Aqui, era abrir os esfíncteres para gerar consciência de nosso corpo e afetos
submetidos a forças titânicas (nossos próprios traumas?). Urinar para
desconstruir ideia manipulada pela propaganda sobre a intocável positividade do
amor. Podemos pensar ainda em dispersão como técnica de performar, com o
intuito de obter o seu contrário – a condensação da atenção. Foco sobre este
corpo em diluição através de sua urina
que se espalhava pelo chão, empapando as páginas da carta que por ali
iam sendo abandonadas. Estavam abertos os poros e pulmões da performer, em uma difícil sustentação dos braços, levada
até o limite. Os presentes a esta performance com seus poros e narinas também
abertos sentindo o cheiro de minha urina e escutando meu arfar, até o ponto
da insustentabilidade, quando se
lançaram sobre meu corpo, abaixando os braços e desamarrando meus pés (fig.
01).
Fig. 01. Claudia Paim. Carta. Performance, 2010.

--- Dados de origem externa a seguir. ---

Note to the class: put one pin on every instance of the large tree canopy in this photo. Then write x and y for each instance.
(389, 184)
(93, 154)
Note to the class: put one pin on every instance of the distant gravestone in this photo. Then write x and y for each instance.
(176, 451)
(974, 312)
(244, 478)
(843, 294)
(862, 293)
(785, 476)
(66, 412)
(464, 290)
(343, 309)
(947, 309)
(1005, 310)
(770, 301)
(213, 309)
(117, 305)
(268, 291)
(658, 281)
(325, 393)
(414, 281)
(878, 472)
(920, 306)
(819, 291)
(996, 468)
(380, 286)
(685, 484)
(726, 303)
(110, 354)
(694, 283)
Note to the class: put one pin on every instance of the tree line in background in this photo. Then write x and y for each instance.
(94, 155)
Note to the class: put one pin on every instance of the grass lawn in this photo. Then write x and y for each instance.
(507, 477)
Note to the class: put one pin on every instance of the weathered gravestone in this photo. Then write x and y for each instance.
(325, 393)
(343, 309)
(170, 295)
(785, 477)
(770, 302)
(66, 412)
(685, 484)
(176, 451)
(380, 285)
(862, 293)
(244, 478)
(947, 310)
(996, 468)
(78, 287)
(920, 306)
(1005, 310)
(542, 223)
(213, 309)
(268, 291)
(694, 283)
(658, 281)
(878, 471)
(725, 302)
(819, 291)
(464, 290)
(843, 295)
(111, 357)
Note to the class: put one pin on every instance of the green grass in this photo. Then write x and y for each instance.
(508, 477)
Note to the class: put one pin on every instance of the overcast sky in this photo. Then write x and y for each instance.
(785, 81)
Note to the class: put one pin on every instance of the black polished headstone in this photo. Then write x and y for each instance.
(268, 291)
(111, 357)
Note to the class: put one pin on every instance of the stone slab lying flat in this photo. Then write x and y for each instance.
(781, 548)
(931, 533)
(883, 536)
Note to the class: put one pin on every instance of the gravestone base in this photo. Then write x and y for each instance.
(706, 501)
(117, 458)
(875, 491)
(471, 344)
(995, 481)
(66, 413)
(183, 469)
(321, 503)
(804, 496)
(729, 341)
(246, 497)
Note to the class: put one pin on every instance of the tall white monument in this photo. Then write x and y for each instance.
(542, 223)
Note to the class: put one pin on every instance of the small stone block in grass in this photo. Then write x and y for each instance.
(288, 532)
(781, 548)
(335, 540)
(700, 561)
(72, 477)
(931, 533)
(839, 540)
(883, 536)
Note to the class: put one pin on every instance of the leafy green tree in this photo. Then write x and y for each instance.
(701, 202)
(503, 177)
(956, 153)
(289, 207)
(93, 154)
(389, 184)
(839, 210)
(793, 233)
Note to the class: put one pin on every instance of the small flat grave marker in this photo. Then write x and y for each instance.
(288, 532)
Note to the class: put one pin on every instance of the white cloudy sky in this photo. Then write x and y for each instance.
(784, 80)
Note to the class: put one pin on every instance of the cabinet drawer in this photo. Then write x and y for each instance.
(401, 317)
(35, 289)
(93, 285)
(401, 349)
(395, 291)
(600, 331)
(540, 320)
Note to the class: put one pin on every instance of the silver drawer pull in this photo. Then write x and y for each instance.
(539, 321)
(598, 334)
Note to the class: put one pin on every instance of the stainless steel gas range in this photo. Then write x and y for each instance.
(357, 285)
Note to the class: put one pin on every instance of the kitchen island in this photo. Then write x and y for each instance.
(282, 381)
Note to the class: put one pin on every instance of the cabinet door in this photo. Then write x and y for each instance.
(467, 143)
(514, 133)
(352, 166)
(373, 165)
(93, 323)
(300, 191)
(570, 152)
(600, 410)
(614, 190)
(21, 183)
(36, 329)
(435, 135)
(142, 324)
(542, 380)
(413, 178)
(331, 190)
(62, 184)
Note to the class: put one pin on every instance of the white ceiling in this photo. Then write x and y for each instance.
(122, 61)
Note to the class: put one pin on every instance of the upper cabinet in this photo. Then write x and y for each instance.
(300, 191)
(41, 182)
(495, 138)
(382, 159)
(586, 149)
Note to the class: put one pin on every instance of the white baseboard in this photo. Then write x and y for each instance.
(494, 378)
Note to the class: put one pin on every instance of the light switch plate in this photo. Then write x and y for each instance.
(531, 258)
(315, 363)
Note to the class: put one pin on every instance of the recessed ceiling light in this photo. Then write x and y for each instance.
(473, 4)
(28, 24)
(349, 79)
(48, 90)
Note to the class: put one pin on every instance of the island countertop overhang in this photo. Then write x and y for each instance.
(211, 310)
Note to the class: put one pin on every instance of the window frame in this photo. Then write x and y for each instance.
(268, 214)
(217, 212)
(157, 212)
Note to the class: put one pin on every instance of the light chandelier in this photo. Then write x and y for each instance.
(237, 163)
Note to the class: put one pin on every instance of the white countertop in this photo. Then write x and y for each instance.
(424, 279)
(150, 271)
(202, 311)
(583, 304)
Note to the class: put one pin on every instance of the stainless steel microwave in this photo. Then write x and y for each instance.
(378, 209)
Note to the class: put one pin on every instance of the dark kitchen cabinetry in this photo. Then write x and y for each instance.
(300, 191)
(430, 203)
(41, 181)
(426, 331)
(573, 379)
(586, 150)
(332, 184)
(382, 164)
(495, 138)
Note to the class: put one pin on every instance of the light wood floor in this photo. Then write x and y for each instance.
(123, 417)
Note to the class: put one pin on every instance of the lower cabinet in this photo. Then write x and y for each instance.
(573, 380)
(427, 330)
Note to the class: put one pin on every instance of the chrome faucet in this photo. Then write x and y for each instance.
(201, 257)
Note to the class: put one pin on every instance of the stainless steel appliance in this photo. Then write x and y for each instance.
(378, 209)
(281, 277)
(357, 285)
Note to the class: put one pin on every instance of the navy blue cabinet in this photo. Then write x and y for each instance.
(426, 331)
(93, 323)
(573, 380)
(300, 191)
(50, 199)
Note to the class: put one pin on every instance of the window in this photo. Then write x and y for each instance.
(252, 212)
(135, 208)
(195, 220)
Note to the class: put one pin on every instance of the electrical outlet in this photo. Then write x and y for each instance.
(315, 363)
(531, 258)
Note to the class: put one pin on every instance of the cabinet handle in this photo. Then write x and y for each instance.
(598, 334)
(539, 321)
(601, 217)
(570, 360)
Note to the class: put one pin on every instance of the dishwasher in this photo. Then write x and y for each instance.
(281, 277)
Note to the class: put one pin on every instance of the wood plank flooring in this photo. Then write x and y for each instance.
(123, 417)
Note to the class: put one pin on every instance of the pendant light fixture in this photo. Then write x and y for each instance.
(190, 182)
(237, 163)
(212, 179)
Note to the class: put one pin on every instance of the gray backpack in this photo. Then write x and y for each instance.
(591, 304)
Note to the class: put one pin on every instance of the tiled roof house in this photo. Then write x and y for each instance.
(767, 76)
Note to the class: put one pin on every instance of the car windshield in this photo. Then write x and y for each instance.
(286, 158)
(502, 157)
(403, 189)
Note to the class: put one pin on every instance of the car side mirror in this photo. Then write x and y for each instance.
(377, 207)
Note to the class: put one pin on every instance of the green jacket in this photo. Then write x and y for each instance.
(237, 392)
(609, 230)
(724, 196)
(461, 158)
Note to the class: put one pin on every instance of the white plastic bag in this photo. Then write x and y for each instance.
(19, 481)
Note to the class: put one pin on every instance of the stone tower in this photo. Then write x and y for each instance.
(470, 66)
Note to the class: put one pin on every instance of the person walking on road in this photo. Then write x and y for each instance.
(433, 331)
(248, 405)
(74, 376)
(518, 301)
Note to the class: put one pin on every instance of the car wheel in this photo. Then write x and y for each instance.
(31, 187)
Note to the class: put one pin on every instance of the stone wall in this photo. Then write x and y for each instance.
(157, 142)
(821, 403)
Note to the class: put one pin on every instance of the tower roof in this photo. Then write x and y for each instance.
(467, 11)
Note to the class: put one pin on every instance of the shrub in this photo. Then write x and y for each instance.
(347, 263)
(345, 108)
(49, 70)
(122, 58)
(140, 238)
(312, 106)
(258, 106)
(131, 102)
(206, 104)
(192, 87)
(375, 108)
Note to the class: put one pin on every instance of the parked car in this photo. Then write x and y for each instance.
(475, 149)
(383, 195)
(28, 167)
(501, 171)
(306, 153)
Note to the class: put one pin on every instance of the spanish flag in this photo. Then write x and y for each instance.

Fig. 01. Claudia Paim. Carta. Performance, 2010.
Em
Amálgamas,[6] há, como em Carta, a presença do texto.
Nesta performance, a técnica da dispersão foi usada com objetos e narrativa.
Duas grandes conchas eram colocadas nos ouvidos dos presentes após eu ter
sussurrado para cada, uma pequena e densa história. A ideia foi compor uma ação com uma
fotografia que ficava exposta[7].
Esta é uma fotoperformance onde se vê uma mulher em fusão com o mundo. Faz
parte de uma série chamada corpopaisagem, onde há um corpo vibrátil em sua composição viva com o outro, nesse
caso, a paisagem (fig. 02).
Fig. 02. Claudia Paim. Corpopaisagem#1. Fotoperformance, 2012.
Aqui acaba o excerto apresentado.